書箇所 ヨハネの福音書 19章  (2011年8月23日)

今日のみことば「イエスは答えられた。「もしそれが上から与えられているのでなかったら、あなたにはわたしに対して何の権威もありません。ですから、わたしをあなたに渡した者に、もっと大きい罪があるのです。」」(11)

 イエスに対する尋問と裁判は再び総督ピラトのもと、多くの群衆の前で行われた。ピラトはイエスに鞭を打つように命じられ、この時点で大変な傷をイエスは負われた。また、頭にはいばらで編んだ冠をかぶせられ、当時の王の装束の色である紫色の着物を着せて、人々の前に見世物のようにさらした。ピラトにしてみれば、これだけ辱めを与えれば、人々も十分納得するだろうと考えた。この時点では、ピラトはイエスに恩赦を与え、解放しようと考えていたからであった(10)。
 ピラトの予想していた群衆の反応とは異なり、むしろ狂気に満ちていた。

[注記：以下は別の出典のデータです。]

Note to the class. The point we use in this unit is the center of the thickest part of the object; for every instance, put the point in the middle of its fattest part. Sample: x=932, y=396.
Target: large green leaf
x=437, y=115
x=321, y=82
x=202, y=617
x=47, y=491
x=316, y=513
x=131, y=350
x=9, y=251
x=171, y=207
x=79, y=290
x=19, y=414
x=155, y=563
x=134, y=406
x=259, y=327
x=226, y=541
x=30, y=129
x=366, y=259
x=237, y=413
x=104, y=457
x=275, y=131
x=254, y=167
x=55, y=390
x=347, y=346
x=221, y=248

イエスに恩赦を与え、解放するならば、イエスではなくバラバを解放するように願うというとんでもない要求をしてくるほどであった。ピラトは群衆を押さえつけるどころか、その狂気に満ちた姿に恐れをいだくほどであった。
 ピラトは最終的には、イエスの口から恩赦を求めていくことばを聞くことで解決を図ろうとした。ピラト次第で十字架刑が行われるのも、解放させるのも行う権威があることをイエスに訴える。しかし、イエスの返した言葉に驚かされる。「もしそれが上から与えられているのでなかったら、あなたにはわたしに対して何の権威もありません。」(11)。ピラトの弁護的な言葉に対して、明らかに、ピラトに与えられている権威を否定し、その上にある権威に従って、イエスはこの裁判を受け入れ、実に十字架刑へと進まれることを受け止めていることを告白している。イエスはこの地上の権威のもとにあるのではなく、父なる神の権威のもとに、その許しのもとにすべてを受け入れられ、神のみこころに従っていく歩みをされていることを話されたのだった。
 ピラトはイエスの言われていることを十分に理解することが出来ず、さらには群衆の狂気に満ちた姿に気圧されて、恐れるようになり、最終的には公平な裁判を行う責任を放棄して、ユダヤ人の群衆にイエスの身柄を引き渡して、十字架刑の許可を与えてしまったのだった。
 すべては人間的な思惑のうちに進められているようであるが、主イエスは神のみこころに従われていたことを改めて確認したい。